Havana: Washington's top diplomat is coming to Havana on Friday to raise the Stars and Stripes over the newly opened US Embassy, making a symbolically charged victory lap for the Obama administration's new policy of engagement with Cuba.

Ordinary Cubans will cheer, US business executives will network and Secretary of State John Kerry will meet with Cuba's foreign minister, the country's Roman Catholic archbishop and a hand-picked group of dissidents. Then the hard part begins.

Soon after Kerry heads home this evening, the Cuban and US diplomats who negotiated the embassy reopening will launch full-time into the next phase of detente: expanding economic ties between the two nations with measures like direct flights and mail service.

The Americans also want to resolve billions of dollars in half-century-old American claims over property confiscated after the Cuban revolution. Cuba has its own claims, as noted in a newspaper column by Fidel Castro on Thursday saying the US owes the island "numerous millions of dollars" for damages caused by the embargo.

"We have diplomatic relations; now we can get to the real work," said Wayne Smith, a retired US diplomat who witnessed the closing of the US Embassy in 1961, served in Cuba under President Jimmy Carter and returned this week to attend Friday's ceremony.

Presidents Barack Obama and Raul Castro announced on December 17 that they would re-establish diplomatic ties 54 years after the flag was taken down from the embassy overlooking Havana's seaside boulevard, the Malecon.

Obama also said he would be moving to empower the Cuban people by loosening the US trade embargo on Cuba through a series of executive actions that make it easier for American citizens to travel to Cuba and trade with the island's growing class of private business owners.

Eight months later, Cuba has repeatedly demanded a complete lifting of the embargo. It has not responded to Obama's actions with measures that would allow ordinary Cubans to benefit from them, such as allowing low-cost imports and exports by Cuban entrepreneurs looking to do business with the US.
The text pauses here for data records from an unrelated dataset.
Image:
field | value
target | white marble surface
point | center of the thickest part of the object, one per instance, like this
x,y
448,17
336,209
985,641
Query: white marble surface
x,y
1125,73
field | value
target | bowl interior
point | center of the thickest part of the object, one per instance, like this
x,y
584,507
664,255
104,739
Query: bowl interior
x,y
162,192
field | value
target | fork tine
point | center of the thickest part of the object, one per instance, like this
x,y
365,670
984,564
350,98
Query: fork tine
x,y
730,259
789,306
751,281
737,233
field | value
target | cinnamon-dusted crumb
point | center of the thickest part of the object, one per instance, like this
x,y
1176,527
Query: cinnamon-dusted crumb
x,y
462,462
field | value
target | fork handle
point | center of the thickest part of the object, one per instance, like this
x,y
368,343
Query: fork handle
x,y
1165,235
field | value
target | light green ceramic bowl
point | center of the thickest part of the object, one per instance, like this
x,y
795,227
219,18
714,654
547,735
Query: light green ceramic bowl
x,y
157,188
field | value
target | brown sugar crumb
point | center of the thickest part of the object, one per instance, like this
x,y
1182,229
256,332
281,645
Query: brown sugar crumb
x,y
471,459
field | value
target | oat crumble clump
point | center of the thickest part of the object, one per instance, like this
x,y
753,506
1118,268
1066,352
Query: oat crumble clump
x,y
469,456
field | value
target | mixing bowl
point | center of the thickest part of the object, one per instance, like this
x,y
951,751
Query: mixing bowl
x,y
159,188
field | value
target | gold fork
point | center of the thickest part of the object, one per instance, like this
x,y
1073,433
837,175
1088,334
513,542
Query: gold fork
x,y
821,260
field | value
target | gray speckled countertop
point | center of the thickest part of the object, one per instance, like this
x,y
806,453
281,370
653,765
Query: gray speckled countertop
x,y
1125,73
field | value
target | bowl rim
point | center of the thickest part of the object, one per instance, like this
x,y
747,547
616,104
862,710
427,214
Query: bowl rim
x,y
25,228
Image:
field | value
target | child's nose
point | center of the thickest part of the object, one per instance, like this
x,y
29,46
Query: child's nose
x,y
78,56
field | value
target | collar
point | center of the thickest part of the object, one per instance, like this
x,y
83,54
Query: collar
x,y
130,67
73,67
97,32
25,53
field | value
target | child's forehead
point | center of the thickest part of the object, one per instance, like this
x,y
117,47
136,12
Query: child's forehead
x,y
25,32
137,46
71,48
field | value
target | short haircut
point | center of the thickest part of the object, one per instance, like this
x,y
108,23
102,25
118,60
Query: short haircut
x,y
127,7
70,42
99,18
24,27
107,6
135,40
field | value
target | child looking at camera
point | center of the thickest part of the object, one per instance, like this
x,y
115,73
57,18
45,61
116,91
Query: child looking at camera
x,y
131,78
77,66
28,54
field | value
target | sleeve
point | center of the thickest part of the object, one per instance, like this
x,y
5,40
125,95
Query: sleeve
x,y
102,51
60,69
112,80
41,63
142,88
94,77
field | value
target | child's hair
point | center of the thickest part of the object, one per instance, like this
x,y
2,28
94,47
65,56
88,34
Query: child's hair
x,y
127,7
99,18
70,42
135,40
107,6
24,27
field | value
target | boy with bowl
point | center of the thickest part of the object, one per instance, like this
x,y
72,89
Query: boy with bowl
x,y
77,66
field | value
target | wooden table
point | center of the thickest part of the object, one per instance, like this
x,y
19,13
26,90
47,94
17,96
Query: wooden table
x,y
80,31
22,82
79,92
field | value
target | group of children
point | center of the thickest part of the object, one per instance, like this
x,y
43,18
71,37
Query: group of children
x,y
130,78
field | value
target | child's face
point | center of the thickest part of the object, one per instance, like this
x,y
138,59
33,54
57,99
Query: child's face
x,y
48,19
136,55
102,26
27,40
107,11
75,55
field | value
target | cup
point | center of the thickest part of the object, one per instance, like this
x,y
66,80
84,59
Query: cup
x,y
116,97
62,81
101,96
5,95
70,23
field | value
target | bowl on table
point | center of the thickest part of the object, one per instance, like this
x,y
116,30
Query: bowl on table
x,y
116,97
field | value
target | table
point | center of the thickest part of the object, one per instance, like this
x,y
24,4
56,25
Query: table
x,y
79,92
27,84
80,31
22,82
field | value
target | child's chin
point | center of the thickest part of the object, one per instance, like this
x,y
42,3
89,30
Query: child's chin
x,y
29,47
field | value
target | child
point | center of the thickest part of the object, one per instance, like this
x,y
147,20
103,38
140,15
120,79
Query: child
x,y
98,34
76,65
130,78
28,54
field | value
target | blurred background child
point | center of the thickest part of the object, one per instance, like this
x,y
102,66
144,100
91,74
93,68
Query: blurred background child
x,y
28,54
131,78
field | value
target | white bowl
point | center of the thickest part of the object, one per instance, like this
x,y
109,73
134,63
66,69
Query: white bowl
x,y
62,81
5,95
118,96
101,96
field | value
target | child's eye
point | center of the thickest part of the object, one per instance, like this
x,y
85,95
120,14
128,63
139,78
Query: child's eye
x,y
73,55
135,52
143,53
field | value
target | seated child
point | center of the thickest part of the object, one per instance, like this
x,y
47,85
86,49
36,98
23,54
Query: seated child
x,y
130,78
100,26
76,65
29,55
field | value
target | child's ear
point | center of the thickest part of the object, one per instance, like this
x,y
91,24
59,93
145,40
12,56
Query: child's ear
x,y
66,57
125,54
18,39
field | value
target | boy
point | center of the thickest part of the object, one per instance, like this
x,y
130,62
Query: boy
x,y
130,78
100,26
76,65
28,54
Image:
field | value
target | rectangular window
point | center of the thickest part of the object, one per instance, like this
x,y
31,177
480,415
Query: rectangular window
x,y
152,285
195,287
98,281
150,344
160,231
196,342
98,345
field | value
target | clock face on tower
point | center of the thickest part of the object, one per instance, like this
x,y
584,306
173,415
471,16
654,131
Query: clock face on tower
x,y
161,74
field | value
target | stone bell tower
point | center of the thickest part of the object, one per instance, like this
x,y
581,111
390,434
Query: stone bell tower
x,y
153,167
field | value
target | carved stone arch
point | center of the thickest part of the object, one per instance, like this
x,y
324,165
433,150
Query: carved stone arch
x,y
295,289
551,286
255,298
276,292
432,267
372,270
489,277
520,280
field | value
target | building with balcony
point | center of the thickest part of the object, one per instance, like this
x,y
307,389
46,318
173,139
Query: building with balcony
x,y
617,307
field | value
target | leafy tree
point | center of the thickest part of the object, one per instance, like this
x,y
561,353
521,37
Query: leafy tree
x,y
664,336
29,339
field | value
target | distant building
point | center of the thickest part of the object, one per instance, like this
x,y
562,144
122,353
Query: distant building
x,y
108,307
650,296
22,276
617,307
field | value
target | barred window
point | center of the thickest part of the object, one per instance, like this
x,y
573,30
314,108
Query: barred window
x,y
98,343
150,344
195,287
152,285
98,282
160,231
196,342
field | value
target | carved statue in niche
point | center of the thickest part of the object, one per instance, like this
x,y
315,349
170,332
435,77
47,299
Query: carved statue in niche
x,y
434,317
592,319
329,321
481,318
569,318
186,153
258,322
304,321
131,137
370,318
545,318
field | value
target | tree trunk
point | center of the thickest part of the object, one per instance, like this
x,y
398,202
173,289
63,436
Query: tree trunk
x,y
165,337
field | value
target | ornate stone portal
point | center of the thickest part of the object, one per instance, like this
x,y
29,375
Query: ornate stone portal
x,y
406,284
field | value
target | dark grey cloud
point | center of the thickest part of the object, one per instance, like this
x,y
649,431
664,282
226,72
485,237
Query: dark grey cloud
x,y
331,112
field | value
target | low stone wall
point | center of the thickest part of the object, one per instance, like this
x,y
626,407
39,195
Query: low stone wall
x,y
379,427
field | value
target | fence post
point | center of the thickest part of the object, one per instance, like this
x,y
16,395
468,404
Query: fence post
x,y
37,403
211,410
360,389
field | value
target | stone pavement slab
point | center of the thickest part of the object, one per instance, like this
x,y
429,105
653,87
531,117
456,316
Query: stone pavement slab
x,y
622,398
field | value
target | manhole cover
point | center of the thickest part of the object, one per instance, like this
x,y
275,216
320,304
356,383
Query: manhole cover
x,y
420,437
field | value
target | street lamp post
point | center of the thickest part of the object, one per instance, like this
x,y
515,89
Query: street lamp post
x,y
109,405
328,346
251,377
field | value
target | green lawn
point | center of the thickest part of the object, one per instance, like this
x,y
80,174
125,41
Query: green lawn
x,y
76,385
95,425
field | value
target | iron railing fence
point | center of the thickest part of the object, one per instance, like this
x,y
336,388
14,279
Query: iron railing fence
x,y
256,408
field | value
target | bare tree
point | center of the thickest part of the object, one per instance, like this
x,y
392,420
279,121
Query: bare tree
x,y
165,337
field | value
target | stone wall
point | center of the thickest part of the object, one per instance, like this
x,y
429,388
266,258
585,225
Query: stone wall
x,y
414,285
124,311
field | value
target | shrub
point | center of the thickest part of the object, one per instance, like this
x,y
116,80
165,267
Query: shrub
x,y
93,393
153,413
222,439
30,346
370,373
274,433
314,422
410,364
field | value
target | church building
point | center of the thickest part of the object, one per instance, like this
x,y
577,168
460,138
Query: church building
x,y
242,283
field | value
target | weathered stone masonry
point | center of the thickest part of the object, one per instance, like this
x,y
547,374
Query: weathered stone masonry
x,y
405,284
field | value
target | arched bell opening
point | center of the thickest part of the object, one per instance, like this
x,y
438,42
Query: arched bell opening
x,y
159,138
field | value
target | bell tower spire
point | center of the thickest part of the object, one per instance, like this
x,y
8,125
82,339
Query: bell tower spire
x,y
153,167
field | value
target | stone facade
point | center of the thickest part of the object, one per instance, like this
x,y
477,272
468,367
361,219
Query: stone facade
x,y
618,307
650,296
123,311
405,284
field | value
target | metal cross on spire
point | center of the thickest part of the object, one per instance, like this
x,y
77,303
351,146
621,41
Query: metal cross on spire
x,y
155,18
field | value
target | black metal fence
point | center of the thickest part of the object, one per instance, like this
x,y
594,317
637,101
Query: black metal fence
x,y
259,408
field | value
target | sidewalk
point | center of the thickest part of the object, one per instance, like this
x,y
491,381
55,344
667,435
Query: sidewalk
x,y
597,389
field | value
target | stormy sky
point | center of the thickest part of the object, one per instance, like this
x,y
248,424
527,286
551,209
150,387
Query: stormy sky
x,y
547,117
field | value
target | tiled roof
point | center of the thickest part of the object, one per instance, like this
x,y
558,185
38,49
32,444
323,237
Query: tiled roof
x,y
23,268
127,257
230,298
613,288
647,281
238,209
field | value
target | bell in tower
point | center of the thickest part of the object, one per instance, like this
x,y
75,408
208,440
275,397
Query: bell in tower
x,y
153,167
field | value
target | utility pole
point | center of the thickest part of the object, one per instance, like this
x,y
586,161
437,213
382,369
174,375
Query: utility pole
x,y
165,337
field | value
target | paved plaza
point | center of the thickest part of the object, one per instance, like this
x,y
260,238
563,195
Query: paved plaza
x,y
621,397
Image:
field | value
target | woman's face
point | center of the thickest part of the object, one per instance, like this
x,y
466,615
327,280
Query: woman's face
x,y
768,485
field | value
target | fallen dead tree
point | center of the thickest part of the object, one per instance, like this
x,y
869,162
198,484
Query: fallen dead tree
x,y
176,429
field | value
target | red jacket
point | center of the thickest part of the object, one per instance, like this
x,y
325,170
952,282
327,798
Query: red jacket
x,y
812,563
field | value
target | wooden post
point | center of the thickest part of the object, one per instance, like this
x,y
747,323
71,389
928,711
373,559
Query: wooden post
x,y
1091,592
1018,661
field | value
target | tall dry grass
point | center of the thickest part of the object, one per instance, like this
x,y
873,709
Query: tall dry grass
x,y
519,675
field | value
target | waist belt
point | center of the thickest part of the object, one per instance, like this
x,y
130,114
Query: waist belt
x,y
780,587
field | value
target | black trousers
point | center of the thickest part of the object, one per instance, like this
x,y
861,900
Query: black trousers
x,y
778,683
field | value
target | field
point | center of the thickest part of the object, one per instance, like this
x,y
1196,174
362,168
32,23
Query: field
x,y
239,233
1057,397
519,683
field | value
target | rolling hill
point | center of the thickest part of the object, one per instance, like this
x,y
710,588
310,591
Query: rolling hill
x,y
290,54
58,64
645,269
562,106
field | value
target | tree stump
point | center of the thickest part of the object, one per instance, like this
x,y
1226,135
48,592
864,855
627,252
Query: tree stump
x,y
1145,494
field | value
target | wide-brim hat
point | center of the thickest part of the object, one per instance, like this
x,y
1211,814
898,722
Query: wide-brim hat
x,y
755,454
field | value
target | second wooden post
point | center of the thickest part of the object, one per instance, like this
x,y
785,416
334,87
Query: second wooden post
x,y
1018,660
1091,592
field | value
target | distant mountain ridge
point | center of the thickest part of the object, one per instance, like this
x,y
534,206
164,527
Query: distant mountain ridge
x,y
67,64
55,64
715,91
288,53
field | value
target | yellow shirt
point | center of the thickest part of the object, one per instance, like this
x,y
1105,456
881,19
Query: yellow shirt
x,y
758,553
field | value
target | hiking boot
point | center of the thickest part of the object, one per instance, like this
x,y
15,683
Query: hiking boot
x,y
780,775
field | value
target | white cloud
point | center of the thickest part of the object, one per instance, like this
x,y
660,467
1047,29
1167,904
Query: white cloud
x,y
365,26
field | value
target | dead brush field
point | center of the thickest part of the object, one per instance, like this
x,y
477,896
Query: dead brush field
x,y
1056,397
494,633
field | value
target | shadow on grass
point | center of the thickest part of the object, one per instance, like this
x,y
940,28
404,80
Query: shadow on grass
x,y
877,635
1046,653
"I think we're ending one phase and entering another," said Robert Muse, a US Lawyer specialising in Cuba. "The handshakes, the fraternal regards, the raising of the flags, that'll end on Aug. 14. Then I think it's very particular conversations begin."

While Cuba has increased its highly limited Internet access since December 17 in a measure US officials partially attribute to the warming with Washington, ordinary Cubans are growing increasingly impatient for concrete results from the new relationship.